Едва стражник вышел, Апелиус опустил локти на столешницу и простонал:
— Мало того, что проблемы поджимают, копятся, и нужно уладить отношения с Гритоцким купцом, построить хорошую дорогу до Закатного луча, выстроить пути развития еще оптимальнее, чем раньше, так еще и нежить объявилась… Мне нужно поднимать королевство, натаскивать на бои армию, что сейчас слаба, как игривый щенок! А вместо того, чтобы развивать собственное тело, я вожусь с проблемами, к которым еще не готов ни я, ни королевство. Прекрасно, просто прекрасно! Нильям, похоже, не светит тебе отметить очередной день рождения…
Проклятая, архилич, мертвячка, неживая, королева демонов… Ему придумали много имен меньше, чем за пол года. Только ОНА он сам не знает, как называть себя. Они не знают. Разве может быть имя у хора неживых душ, что одновременно занимают это тело? Великие воины и маги прошлого, сумевшие сохранить свой разум в небытие, в бесчисленных атаках обезумевших душ — именно они заняли тело мертвого адепта, над которой проводил ритуал Филис.
Они она не ощущали вкуса. Измененная мертвая плоть не чувствовала прикосновений ни к раскаленному на солнце камню, ни к ледяной глыбе, ни к лезвию меча, ни к бархату.

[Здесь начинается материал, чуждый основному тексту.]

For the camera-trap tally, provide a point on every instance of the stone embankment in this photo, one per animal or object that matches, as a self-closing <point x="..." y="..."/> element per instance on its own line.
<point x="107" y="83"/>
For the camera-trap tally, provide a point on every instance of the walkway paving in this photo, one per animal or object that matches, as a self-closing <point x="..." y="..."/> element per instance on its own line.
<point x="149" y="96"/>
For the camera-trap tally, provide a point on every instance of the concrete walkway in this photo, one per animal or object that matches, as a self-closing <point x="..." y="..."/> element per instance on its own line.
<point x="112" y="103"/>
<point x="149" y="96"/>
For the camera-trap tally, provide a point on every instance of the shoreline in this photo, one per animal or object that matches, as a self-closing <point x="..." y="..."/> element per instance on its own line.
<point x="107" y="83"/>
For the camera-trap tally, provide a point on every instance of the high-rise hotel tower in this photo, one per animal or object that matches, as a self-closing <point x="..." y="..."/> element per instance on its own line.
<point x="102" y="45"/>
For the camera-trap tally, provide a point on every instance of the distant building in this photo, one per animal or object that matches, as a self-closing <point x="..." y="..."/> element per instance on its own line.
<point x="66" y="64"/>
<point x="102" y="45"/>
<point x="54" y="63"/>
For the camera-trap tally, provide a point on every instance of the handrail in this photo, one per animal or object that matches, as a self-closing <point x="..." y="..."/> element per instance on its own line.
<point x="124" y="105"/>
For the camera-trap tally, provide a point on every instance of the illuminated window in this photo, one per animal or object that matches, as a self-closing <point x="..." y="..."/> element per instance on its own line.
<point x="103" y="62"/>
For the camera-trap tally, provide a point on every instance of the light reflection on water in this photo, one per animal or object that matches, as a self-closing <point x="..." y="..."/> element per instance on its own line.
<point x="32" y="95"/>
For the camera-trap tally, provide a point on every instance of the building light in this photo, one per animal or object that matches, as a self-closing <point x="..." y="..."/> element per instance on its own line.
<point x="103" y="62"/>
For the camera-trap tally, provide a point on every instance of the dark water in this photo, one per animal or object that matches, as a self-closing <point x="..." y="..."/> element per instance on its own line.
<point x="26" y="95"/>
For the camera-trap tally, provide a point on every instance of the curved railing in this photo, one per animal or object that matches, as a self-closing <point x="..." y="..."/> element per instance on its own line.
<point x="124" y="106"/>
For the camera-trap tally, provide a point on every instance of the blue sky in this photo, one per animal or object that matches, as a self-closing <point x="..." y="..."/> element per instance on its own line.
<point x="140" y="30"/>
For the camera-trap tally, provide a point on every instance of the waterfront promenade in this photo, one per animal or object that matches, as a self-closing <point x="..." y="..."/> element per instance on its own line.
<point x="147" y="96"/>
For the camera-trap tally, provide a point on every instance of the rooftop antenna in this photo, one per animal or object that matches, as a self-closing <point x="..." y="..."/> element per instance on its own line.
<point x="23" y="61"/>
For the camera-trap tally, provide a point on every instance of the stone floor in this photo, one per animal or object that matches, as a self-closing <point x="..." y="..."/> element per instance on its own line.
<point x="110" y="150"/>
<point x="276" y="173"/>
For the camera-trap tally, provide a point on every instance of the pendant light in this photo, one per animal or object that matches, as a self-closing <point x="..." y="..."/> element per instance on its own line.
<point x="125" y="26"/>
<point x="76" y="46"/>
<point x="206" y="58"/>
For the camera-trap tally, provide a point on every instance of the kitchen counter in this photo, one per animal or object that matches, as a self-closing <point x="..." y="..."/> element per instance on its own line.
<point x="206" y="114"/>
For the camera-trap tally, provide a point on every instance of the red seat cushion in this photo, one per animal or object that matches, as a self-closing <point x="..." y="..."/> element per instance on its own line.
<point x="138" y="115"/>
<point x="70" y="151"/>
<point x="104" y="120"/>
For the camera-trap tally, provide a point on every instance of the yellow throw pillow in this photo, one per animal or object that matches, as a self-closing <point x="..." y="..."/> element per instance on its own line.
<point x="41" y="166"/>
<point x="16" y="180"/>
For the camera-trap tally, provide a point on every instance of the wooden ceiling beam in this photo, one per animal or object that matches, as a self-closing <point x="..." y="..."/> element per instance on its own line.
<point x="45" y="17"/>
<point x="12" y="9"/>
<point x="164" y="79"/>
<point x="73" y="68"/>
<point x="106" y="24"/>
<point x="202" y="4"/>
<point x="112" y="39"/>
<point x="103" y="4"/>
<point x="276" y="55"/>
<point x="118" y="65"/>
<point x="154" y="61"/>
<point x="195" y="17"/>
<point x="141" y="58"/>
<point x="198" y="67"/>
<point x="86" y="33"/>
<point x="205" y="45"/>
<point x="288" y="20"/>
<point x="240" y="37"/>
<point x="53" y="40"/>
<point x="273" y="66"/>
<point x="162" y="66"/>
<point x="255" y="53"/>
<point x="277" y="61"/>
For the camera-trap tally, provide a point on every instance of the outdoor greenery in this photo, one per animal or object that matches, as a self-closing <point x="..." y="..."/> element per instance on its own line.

Единственные вещи, что им доступны — слух и зрение. Пусть монохромное, но зрение. То, чего они были лишены на протяжении веков и тысяч лет.
Да, это тело можно было усилить, и они сделали это в первую очередь. Их кости теперь были воистину неразрушимы — их покрывали руны иного языка, забытого, заметенного пылью веков, когти резали металл и гранит. Ладонями можно было крошить камни в песок. Вот только с утраченными чувствами не получилось ничего сделать, потому приходилось обходиться зрением и слухом. Увы, мертвецов не пускают в города, на концерты бродячих музыкантов, и на выступления оперных певиц им никак не попасть. Приходилось обходиться зрением. И за последние недели хор успел вдоволь насладиться видами весенней тайги. Жаль, нельзя вдохнуть полной грудью этот чистый воздух, ощутить ароматы хвои и цветущего багульника…
Мертвая девушка поднялась с колен, и поспешила к вурдалакам, которые за последнюю неделю, что маленькая армия провела в глухом лесу, выкорчевали деревья на нужном участке и старательно раскапывали вход в гробницу древних. Огромное кладбище из тысяч костяков, пролежавших в земле не меньше семнадцати сотен лет, было ценной находкой: существа в теле мертвой девушки рыскали по миру, прислушивалось к голосам, доносившимся из-за грани, и искали крупные кладбища. На мелких сельских они пополняли свои ряды, чтобы было, кому запутывать следы и отвлекать магов, которые хотели их уничтожить.
Увы, из всех доступных существу знаний, из всей палитры магии, была доступна лишь магия смерти и поглощения. Делать нечего: приходилось работать с тем, что есть…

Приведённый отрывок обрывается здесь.